New Tutorial Connects Atoms and Molecules to Solids in High Harmonic Generation

A new tutorial by Shambhu Ghimire and David Reis of Stanford PULSE Institute brings together decades of research on high harmonic generation (HHG), unifying how scientists understand the phenomenon in atoms, molecules, and condensed matters. HHG occurs when intense ultrafast laser pulses drive electrons in materials to emit light at multiples of the laser frequency, producing attosecond bursts of radiation that can probe matter on the fastest timescales - the natural time scale of the electron motion. First established in atomic and molecular gases through the foundational work that led up to 2023 Nobel prize in physics, the field has expanded dramatically in recent years to include condensed matter systems such as solids and two-dimensional crystals. In solids, HHG provides a powerful new window into electronic band structure, symmetry and strong-field electron motion—turning tabletop laser systems into probes of quantum materials. The tutorial draws clear conceptual connections between the three-step model developed for atoms and the interband and intraband dynamics that govern harmonic generation in crystals.

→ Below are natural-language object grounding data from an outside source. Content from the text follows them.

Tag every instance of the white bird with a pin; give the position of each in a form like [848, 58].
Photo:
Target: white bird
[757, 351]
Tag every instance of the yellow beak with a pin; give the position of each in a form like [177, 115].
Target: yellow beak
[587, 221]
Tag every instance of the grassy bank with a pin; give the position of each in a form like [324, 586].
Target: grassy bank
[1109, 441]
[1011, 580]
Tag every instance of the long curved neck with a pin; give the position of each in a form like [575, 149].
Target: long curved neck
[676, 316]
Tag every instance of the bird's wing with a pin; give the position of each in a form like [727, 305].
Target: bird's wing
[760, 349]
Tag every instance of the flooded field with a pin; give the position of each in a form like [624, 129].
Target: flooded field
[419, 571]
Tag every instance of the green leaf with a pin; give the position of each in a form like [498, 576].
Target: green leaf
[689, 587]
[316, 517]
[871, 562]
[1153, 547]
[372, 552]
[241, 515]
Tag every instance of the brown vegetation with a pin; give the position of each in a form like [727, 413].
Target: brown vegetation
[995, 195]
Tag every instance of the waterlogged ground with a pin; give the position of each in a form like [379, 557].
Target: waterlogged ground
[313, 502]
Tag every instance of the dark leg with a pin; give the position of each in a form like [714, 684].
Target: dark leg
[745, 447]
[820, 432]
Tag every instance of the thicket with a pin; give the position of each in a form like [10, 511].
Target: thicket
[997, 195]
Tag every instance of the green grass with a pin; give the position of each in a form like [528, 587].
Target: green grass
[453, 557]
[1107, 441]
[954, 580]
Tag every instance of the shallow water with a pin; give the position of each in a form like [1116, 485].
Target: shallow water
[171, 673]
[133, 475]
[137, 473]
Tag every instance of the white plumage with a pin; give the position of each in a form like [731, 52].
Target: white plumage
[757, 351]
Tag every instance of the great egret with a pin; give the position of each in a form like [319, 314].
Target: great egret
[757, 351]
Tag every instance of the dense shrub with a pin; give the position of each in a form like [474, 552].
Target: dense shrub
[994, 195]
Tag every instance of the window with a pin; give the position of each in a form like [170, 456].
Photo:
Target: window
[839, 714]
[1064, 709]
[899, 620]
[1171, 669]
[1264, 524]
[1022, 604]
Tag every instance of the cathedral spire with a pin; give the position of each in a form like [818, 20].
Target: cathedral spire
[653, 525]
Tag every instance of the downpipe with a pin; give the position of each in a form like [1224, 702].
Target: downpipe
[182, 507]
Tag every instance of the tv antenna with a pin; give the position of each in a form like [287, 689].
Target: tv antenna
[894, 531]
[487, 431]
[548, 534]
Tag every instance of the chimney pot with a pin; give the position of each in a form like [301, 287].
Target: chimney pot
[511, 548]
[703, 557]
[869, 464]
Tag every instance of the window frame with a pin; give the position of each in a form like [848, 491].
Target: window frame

“High harmonic generation gives us a way to watch electrons move in real time,” Ghimire said. “By connecting the atomic and solid-state pictures, we hope to provide a common framework that helps researchers across disciplines push the field forward.”

The article serves as both an accessible entry point for newcomers and a reference for experts working at the frontiers of ultrafast and strong-field science. By bridging atomic physics and condensed matter, it highlights HHG’s growing role in creating “quantum movies” of electrons and exploring next-generation materials.